Monday, January 4, 2016

Wildfire | Rachel Platten



Upon first listen to her breakthrough single, "Fight Song," Rachel Platten is hard to identify. Her wishy-washy ode to her persistence in the industry despite a decade without mainstream success makes it seem as if she stands side-by-side with Christina Perri, Colbie Caillat, Sara Bareilles, Sheryl Crow, and Natasha Bedingfield in a musical line-up. However, once she is given 12 songs to showcase her craft, she somehow becomes even harder to identify.
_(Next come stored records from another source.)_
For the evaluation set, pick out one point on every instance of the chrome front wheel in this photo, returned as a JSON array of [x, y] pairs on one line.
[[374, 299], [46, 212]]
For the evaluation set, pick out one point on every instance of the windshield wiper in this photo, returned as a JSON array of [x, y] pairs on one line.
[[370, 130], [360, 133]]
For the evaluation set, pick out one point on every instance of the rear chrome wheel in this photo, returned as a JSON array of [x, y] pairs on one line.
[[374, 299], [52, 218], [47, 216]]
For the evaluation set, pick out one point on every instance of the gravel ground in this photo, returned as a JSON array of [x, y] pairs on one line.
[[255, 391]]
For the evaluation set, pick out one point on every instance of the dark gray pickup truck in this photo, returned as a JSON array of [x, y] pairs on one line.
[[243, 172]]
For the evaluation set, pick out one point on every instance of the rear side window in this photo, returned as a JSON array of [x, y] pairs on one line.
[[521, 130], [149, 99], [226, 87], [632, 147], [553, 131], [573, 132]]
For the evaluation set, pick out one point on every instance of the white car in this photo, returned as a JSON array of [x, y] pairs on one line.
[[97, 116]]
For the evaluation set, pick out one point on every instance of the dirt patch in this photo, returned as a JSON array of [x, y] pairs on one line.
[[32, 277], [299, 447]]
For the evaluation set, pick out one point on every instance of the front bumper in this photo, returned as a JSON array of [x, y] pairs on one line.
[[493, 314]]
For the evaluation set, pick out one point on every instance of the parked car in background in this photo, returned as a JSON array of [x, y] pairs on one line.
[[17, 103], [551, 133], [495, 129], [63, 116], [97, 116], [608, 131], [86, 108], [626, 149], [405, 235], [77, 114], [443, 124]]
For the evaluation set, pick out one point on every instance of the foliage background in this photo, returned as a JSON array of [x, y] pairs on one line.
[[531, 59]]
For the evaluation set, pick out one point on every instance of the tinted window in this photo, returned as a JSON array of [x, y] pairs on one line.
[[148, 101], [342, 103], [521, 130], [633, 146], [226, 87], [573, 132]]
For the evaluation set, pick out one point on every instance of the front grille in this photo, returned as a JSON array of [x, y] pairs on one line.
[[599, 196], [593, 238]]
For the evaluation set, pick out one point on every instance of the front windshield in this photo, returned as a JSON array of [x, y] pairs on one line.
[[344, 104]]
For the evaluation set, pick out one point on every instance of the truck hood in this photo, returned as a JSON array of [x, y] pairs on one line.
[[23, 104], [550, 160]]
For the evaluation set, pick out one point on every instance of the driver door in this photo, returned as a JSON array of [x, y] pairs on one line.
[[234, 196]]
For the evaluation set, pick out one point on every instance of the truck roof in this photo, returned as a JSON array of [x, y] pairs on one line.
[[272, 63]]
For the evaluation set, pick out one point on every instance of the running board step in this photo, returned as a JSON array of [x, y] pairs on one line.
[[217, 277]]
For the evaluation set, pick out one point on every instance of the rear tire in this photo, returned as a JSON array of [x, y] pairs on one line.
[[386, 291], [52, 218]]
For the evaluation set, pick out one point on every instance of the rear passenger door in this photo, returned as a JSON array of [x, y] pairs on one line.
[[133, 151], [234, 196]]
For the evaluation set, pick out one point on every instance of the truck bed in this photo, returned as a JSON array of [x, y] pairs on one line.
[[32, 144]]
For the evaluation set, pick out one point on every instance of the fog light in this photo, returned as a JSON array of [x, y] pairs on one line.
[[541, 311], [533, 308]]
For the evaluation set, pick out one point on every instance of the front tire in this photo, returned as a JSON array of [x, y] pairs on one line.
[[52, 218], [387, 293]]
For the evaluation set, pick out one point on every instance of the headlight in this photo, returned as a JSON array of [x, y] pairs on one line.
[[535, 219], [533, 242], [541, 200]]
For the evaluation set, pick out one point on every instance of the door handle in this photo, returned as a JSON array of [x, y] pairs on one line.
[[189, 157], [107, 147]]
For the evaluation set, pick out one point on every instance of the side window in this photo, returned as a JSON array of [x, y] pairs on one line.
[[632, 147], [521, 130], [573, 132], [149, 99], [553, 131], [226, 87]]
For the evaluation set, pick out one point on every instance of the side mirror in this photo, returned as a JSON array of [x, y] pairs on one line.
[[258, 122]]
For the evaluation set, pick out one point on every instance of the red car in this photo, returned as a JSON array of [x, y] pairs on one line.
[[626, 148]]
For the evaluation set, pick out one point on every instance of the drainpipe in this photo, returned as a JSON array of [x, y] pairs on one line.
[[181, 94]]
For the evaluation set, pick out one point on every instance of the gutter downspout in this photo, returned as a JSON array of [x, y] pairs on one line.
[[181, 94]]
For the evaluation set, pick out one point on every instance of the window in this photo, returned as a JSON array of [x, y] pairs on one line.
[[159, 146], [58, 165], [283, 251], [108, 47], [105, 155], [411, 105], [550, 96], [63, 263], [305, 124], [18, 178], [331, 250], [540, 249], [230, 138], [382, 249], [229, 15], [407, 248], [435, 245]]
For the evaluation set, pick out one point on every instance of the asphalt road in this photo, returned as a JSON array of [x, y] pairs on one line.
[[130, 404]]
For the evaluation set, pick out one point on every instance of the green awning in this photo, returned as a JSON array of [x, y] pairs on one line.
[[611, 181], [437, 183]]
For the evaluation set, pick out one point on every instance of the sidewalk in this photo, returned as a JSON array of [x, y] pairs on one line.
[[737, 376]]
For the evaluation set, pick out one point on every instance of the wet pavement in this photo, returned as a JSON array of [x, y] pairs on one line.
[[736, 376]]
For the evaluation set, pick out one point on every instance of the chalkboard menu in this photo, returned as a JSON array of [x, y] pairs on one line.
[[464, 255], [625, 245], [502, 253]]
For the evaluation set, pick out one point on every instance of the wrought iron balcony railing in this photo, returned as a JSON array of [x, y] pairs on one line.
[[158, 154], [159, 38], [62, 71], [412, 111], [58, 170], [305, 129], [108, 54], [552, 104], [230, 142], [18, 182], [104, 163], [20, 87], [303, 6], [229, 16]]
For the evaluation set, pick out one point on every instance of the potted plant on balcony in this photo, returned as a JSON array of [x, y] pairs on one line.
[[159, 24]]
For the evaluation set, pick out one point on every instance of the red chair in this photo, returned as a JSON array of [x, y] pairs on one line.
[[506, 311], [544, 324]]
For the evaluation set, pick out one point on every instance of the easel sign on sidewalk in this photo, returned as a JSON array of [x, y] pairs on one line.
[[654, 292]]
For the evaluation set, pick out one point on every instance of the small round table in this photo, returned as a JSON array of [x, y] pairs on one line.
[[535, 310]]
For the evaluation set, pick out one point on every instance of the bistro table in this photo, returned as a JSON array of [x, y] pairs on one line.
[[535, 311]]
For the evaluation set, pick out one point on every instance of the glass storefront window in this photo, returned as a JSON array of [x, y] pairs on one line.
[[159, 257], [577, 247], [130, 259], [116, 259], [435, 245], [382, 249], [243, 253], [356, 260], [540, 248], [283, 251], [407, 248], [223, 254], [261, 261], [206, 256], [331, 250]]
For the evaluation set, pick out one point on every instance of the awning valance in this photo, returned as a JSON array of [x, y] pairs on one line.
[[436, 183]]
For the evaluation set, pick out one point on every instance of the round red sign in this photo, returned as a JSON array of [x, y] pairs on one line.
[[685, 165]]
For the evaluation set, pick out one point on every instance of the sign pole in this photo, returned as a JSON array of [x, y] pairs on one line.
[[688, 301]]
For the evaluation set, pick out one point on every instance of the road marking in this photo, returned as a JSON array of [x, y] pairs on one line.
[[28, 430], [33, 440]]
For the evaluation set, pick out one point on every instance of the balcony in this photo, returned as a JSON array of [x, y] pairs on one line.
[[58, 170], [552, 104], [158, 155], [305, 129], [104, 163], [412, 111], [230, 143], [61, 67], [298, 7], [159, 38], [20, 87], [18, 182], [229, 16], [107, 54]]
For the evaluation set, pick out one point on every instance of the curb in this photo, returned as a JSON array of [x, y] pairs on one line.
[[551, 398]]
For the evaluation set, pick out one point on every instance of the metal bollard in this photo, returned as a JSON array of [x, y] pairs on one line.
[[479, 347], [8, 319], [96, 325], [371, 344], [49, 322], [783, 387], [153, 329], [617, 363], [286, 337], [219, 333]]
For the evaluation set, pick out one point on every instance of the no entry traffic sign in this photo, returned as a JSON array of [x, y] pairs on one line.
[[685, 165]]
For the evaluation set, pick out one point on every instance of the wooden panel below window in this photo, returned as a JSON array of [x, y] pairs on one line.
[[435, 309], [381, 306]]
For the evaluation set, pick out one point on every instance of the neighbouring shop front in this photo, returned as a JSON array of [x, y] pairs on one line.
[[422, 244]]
With one song, Platten checked off nearly all of the requirements of an adult contemporary radio favorite; she could easily be pigeon-holed as another honey-voiced peach who makes vapid, innocent pick-me-up anthems that 30-something white moms fall in love with. And while that description isn't completely incorrect -- because her debut major label album, Wildfire, does include "Fight Song" and complementary, and equally corny, tracks "Stand by You" and "Superman" -- she tries to relate closer, both vocally and melodically, to teen-pop stars circa the mid-aughts.

The problem with being a folksy-pop singer-songwriter disguised as one of Top 40's next big things is, like making mountains out of molehills, Platten tries to make anthems out of clearly lackluster material. Her faceless vocals waver all over the spectrum, from a youthful bounce to a matured shout, and most of the album's power is expected to come from low-voltage, dime-a-dozen production. The only times she even comes close to that coveted anthemic status is on "Speechless," where her vocal delivery gets a bit more emotional and choruses are completed with sufficient swells, and "Astronauts," when her production takes a Owl City-esque turn in the song's choruses. Almost everything else here? Although it isn't awful as it plays out, it isn't commanding enough to convince me to ever actively search for it again.

I find it ironic that Platten's breakthrough song is soaked with self-pity over not being able to make a breakthrough to the mainstream, yet now that she has had her wish fulfilled, she has inadvertently proven why she didn't surface for so long. The material she offers on Wildfire is like cotton candy: enjoyable in the moment, but neither filling nor long-lasting. And unfortunately for Platten, who seems to be a relatively likable person, if easily-pleased adult contemporary audiences don't pick up on more singles from this thing soon (because we know nobody else will), her career is sure to follow the album's lackluster lead and flicker out quicker than it ignited.

Wildfire is out now under Columbia Records. An exclusive deluxe edition can be found at Target department stores.